Another reason is that the noosphere idolizes the "hive mind," granting it elevated status above the individual (48). I would suggest that essentially we have adopted this logical fallacy: argumentum ad populum, whereby the truth of something is determined according to how popular it is. Such is the logic behind Digg or Wikipedia. Yet at the same time, we are not organizing these crowds responsibly, which is creating to mob behavior (59).

One manifestation of this the enshrining of evolutionary thinking within technological development. In contrary, Lanier writes, "Enlightened designers leave open the possibility of either metaphysical specialness in humans or in the potential for unforeseen creative processes that aren't explained by ideas like evolution that we already believe we can capture in software systems. That kind of modesty is the signature quality of being human-centered" (52-3).

And yet another reason the noosphere is be-trolling us is because "the idea of friendship is being reduced" (53). We relate to one another the way we are used to bureacracy treating us (69). "What computerized analysis of all the country's school tests has done to education is exactly what Facebook has done to friendships. In both cases, life is turned into a database. Both degradations are based on the same philosophical mistake, which is the belief that computers can presently represent human thought or human relationships. These are things computers cannot currently do" (69). (I would ask, though, if Lanier would think it would be okay if computers had progressed to the point of being able to represent human thought or relationships. Is this something we should work towards? - improving technologies along these lines? I would suggest that this is wrongheaded. I think the key is to get it straight in our heads once and for all that humans and technology are not the same thing. We are not machines. The moment this distinction becomes blurred - e.g. by computers acquiring hitherto uniquely human skills - we threaten our humanity.)

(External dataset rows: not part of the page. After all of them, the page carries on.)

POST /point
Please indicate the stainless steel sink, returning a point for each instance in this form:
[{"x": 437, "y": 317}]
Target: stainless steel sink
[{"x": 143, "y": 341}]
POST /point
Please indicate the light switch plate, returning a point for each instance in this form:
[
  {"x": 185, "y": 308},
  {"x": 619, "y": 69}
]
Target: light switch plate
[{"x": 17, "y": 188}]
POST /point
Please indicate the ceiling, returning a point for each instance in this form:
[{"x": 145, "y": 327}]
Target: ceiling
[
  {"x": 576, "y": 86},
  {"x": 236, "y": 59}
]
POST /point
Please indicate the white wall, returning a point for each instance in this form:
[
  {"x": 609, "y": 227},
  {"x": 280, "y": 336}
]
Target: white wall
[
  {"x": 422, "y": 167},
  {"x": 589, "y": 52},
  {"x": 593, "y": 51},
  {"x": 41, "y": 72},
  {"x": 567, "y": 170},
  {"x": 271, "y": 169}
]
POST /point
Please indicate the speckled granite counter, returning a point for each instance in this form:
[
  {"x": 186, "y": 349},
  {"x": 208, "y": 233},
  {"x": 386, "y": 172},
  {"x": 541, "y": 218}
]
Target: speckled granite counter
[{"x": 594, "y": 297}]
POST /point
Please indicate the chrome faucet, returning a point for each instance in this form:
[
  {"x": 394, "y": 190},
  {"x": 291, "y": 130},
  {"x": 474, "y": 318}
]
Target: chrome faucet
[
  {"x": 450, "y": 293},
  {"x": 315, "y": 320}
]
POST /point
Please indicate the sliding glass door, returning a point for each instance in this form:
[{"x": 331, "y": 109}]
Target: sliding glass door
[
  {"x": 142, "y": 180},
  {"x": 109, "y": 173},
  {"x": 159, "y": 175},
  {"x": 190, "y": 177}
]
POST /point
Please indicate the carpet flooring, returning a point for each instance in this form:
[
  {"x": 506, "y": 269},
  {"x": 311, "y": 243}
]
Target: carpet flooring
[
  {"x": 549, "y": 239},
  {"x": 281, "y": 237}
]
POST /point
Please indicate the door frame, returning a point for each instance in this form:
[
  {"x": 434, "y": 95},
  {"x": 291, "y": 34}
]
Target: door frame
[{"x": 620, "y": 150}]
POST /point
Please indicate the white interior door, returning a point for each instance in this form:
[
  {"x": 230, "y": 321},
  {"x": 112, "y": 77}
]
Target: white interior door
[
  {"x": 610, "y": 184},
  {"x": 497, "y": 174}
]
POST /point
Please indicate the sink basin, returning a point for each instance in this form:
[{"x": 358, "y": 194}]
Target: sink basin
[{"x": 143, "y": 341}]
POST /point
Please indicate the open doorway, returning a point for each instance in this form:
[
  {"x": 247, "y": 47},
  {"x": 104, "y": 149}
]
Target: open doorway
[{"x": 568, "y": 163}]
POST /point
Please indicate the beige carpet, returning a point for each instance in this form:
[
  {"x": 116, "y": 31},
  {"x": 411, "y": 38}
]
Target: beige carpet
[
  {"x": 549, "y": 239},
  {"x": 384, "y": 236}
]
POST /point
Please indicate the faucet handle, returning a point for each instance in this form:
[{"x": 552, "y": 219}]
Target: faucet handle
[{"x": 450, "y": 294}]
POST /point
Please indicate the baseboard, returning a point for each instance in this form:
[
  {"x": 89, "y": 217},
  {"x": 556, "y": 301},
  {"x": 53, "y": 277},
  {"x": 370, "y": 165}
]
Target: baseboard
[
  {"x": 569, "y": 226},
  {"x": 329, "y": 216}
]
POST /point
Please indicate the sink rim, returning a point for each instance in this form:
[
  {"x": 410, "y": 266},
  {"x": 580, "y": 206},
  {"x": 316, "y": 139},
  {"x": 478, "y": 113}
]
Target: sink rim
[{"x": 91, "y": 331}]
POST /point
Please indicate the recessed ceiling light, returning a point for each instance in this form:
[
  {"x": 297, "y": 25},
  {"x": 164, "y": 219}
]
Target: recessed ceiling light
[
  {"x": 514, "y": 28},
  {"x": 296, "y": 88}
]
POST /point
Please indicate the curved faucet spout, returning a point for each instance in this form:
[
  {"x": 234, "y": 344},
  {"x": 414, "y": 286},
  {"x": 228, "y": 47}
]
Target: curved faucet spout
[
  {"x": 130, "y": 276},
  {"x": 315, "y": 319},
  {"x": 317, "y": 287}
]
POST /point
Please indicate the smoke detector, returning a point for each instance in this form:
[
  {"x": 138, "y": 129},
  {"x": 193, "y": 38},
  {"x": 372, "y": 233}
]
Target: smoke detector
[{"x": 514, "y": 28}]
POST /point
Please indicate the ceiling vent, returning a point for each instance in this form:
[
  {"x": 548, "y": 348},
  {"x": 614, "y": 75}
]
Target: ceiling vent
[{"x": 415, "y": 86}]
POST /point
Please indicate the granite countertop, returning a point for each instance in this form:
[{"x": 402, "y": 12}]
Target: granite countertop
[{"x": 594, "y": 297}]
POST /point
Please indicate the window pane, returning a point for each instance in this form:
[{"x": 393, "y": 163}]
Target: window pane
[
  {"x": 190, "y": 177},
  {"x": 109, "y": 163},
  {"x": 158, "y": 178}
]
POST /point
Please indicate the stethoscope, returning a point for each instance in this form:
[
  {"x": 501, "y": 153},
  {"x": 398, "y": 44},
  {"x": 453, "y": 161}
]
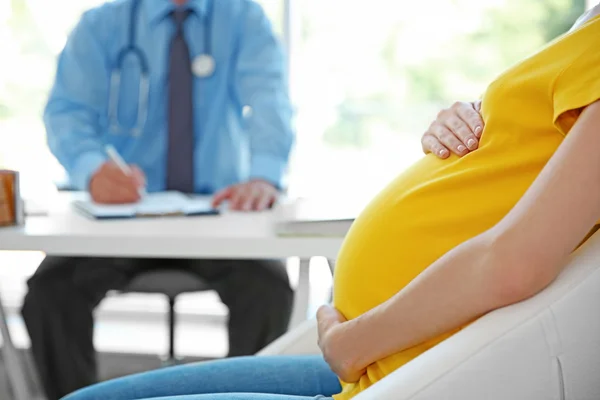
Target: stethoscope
[{"x": 203, "y": 66}]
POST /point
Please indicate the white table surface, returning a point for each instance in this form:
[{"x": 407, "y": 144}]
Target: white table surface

There is a danger in voicing one's longing for a return to what was good about earlier technology, as it causes one to be labeled a Luddite and then dismissed as being overly romantic or just afraid of change. But there are things that really should remain sacrosanct. For example, authorship is useful. "Updike used the metaphor of the edges of the physical paper in a physical book to communicate the importance of enshrining the edges between individual authors. It was no use. Doctrinaire web 2.0 enthusiasts only perceived that Updike was being sentimental about an ancient technology" (46).

The key thing to remember is "The net doesn't design itself. We design it" (55). We can design it better! We should look to those moments in history when design could have gone another way, the technological forks in the road, and consider what might have happened had we gone left instead of right (68).

And we have to consider the consequences of not doing anything. "How can we ever know what we might be losing" (70)? Will we end up designing our next generations as a bunch of pack animals with no sense of identity or individual responsibility (64)? At that point, will it be too late? After all, who will be left to challenge the dominant design?